Cats is, to put it kindly, hard to watch. The humanoid manifestations of these cat characters, rendered in CGI but maintaining the general visages of the performers’ faces, has been memed to death since the trailer for the film dropped. And for good reason. It looks unseemly, not quite uncanny yet deeply unsettling in its blending of human and feline features.

Although, it is not merely the case that Hooper’s Cats is a visual effects experiment gone wrong in what would otherwise be an acceptable musical adaptation. It is not particularly pleasant to listen to, either. By the time we get to Jennifer Hudson nailing “Memory” as the ostracized Grizabella, we have already heard so many clunky arrangements and gaudy choreography in the song and dance numbers that it is difficult to be invested in Hudson’s moment. (It is worth mentioning that there is one other honorable mention song, and it is Ian McKellen’s “Gus: The Theatre Cat,” a song which McKellen beautifully sells as the heartbreaking swan song that it is).

And even “Memory,” arguably the biggest musical flourish in the entire show, is botched by poor mixing, as Hudson is almost drowned out by orchestra at the apex of the song.
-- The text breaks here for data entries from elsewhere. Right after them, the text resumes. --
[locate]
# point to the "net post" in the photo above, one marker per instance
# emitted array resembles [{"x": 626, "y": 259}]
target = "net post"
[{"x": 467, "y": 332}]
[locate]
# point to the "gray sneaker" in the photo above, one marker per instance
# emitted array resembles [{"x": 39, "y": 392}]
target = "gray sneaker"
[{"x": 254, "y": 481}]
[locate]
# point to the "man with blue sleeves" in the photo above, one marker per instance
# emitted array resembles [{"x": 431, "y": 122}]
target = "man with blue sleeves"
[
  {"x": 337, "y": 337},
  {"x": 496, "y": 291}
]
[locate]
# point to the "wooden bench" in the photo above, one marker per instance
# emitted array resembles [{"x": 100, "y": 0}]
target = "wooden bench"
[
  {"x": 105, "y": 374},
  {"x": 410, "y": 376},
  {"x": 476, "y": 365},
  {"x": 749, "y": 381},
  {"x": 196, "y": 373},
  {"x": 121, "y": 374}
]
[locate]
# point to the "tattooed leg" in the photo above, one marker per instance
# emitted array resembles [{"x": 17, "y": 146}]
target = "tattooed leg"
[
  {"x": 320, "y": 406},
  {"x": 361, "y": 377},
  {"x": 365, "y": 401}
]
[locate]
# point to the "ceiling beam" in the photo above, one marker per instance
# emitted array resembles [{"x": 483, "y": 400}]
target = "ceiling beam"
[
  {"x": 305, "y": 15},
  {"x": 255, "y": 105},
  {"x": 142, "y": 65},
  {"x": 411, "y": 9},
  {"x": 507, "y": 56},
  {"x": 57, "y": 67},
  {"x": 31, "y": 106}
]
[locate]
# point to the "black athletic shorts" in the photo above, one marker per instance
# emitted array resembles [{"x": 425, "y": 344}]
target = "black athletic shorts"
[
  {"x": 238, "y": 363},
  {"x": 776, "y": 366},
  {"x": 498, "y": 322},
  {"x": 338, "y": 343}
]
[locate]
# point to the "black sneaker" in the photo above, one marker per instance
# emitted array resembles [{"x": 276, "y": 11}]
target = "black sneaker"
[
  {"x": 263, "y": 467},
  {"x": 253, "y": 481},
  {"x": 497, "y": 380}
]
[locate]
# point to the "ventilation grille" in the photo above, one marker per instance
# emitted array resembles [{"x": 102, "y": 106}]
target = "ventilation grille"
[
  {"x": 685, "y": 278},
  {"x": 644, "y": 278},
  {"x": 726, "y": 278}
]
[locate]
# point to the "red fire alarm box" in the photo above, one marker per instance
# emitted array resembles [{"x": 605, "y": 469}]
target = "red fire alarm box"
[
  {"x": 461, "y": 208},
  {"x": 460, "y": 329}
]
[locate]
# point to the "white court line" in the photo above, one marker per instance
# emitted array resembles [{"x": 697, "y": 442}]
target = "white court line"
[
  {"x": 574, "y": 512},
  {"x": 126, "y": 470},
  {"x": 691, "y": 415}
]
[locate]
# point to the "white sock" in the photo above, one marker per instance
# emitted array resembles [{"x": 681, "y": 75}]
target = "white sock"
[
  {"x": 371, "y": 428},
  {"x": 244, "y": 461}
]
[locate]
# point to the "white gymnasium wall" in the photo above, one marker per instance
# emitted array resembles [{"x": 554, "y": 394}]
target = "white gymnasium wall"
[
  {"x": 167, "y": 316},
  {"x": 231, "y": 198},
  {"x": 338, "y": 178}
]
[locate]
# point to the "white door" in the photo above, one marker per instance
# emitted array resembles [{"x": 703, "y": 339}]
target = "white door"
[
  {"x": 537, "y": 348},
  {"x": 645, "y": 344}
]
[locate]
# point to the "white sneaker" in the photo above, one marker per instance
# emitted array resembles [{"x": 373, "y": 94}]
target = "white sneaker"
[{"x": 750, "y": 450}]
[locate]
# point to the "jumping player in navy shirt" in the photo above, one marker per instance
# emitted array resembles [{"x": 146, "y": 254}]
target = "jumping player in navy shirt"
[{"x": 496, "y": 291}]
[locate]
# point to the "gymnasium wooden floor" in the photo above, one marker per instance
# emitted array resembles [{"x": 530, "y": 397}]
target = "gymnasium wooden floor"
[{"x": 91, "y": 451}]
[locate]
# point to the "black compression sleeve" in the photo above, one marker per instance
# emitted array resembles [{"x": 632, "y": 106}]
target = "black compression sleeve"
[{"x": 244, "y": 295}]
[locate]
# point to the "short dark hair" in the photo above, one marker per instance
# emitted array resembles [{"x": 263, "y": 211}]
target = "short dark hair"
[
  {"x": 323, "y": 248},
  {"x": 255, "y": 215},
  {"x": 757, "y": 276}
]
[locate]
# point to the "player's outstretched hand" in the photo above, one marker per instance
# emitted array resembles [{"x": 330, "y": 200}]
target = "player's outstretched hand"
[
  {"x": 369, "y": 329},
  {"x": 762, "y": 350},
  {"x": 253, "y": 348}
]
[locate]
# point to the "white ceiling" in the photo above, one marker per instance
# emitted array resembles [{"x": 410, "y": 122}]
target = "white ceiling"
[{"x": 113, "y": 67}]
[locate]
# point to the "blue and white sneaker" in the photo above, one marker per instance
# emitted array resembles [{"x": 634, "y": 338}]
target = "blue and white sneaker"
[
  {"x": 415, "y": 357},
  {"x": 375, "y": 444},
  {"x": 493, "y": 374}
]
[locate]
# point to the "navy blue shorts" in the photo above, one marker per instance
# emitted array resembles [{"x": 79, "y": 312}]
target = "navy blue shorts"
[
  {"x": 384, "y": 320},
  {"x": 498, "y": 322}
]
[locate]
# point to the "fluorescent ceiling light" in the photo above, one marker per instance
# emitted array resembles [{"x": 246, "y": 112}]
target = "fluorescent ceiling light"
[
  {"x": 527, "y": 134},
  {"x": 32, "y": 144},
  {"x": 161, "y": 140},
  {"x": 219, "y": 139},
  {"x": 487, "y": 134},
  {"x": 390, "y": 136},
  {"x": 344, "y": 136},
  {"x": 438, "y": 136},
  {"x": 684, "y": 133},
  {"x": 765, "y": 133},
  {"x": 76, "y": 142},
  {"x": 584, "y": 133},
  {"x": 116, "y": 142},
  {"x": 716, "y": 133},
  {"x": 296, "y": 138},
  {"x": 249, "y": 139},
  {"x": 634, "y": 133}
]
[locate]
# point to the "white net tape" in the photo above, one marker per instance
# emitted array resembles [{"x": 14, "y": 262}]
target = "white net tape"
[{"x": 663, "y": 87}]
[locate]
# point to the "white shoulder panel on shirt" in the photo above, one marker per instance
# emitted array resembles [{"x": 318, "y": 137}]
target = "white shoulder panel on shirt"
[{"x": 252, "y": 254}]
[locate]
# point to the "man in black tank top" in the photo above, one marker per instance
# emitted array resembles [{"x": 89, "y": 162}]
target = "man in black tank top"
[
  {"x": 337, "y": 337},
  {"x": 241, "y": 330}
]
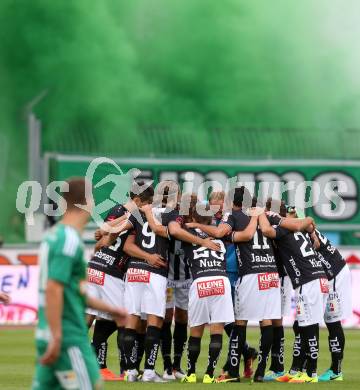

There are small touches that Cats has going for it. The sets are inventively designed, for one. Idris Elba, until he starts singing, is a highlight. But for every asset the film picks up, it produces numerous obstacles to enjoyment. Rebel Wilson is a cat with fake fur and human clothes underneath(?). Cockroaches with human faces march onto a cake in a truly grotesque display. Many times, the computer graphics ebb and flow in unnatural ways, particularly in the areas around the actor’s faces (if you focus on the forehead, you can see the visual glitches in every scene).

Apparently this latter point is something the studio “improved” upon after the film’s release, and Universal is in the process of re-sending hard drives of the film to theaters across the country. Unfortunately for Universal, this Pandora’s box of visual horrors cannot simply be resealed with a quick fix. The studio released an unfinished film with nightmarish visual effects, and they are paying the price.

As for me, I won’t be cashing in to see the new and improved Cats anytime soon.